If developing a mindfulness practice has been part of your “should” list you may appreciate knowing in 2015 scientists uncovered even more benefits of meditation.
Mindfulness does take practice, and you can expect your mind will wander. When thoughts about the past and the future come in, mental noting is helpful. In mental noting, you identify an object in general, but avoid getting caught up in details. For example, just silently say, “thinking,” or label it “hearing” rather than lawnmower or dog barking.

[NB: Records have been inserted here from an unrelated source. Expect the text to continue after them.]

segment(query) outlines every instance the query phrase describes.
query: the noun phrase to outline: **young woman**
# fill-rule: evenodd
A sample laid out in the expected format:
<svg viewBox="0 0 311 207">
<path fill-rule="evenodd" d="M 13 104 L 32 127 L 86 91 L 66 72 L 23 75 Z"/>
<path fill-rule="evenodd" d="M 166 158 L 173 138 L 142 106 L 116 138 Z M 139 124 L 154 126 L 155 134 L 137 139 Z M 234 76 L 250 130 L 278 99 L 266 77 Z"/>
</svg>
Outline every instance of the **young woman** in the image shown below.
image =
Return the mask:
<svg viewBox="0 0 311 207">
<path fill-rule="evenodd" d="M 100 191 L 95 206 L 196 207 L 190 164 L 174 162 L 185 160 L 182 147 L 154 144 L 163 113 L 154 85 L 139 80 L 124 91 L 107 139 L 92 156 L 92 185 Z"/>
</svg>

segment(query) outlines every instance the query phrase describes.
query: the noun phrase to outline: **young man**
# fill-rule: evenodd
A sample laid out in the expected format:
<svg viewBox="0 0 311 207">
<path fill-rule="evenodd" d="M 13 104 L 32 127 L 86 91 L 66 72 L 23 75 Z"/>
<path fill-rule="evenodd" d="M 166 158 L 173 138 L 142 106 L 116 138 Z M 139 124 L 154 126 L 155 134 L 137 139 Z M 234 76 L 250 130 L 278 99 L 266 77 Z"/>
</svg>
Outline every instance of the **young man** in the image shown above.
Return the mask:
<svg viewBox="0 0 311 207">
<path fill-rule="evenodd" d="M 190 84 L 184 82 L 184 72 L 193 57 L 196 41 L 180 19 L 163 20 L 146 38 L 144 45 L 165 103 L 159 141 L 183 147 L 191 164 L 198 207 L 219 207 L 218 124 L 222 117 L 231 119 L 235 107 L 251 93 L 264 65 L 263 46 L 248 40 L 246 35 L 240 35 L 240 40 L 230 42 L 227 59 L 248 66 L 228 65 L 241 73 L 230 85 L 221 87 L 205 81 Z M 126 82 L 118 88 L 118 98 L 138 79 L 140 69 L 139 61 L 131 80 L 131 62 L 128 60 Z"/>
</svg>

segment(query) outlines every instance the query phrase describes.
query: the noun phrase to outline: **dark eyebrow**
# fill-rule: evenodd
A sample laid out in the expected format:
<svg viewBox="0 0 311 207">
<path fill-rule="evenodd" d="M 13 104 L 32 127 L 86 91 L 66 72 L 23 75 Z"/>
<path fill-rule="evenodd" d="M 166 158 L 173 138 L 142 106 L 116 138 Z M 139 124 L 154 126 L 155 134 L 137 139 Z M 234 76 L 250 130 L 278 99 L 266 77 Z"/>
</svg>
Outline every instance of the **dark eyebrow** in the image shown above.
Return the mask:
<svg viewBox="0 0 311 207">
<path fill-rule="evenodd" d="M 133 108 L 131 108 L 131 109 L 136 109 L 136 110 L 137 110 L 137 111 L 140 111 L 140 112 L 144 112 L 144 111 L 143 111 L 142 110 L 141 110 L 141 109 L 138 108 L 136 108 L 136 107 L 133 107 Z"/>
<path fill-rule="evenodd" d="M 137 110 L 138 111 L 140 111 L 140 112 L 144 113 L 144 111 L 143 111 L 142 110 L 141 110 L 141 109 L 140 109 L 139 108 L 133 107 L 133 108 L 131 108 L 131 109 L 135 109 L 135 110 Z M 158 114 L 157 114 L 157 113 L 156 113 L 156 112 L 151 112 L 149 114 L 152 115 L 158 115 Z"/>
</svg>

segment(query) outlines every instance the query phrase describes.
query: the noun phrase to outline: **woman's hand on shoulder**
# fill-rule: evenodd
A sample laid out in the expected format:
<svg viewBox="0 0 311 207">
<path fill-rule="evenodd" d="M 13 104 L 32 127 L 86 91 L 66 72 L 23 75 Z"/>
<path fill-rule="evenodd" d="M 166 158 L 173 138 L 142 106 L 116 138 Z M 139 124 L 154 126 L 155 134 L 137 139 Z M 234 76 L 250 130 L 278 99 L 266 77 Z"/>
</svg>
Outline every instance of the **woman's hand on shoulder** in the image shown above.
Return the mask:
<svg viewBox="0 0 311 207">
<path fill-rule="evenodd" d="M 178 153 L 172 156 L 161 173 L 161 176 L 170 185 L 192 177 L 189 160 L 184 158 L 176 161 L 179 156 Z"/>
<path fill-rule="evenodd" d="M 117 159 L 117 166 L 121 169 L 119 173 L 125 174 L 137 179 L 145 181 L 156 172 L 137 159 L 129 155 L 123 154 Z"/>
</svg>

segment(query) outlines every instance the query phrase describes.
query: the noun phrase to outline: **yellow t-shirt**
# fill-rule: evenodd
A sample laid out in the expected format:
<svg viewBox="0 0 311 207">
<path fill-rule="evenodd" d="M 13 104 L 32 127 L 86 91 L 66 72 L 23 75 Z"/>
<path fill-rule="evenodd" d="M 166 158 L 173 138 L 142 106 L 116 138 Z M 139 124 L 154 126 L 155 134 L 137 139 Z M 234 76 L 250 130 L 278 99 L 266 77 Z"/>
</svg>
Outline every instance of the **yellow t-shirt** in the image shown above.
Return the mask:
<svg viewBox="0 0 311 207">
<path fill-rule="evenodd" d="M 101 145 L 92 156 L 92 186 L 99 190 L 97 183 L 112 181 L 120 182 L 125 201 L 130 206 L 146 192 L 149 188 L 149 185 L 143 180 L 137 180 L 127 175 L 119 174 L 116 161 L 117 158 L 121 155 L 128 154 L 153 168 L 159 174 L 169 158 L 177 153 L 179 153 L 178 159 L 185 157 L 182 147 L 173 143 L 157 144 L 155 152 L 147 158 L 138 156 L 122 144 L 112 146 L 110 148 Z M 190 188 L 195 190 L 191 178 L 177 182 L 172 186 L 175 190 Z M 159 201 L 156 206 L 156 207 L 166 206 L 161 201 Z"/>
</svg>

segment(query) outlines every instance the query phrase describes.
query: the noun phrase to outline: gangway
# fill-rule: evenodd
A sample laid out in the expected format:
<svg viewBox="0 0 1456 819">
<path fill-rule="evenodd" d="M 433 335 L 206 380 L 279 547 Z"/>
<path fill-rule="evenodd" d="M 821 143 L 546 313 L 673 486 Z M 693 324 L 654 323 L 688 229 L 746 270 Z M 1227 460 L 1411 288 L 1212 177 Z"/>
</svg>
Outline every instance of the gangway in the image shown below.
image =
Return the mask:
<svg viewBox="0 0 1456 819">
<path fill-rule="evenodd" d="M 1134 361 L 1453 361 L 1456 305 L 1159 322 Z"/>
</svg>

Rather than thinking “knee pain,” just use mental noting for uncomfortable physical sensations, too. When a fragrance catches your attention, simply note “smelling.” Learn to watch the rise and fall of all of your senses.
If you needed additional encouragement before you make mindfulness a way of life, a study from the University of California, Los Angeles, found that the brains of long-term meditators seem to age at a slower pace than those of other people!
This week, stop thinking about mindfulness by becoming mindful of your thinking. If you are interested in a handout on mindfulness training, send email to debra@scs-matters.com.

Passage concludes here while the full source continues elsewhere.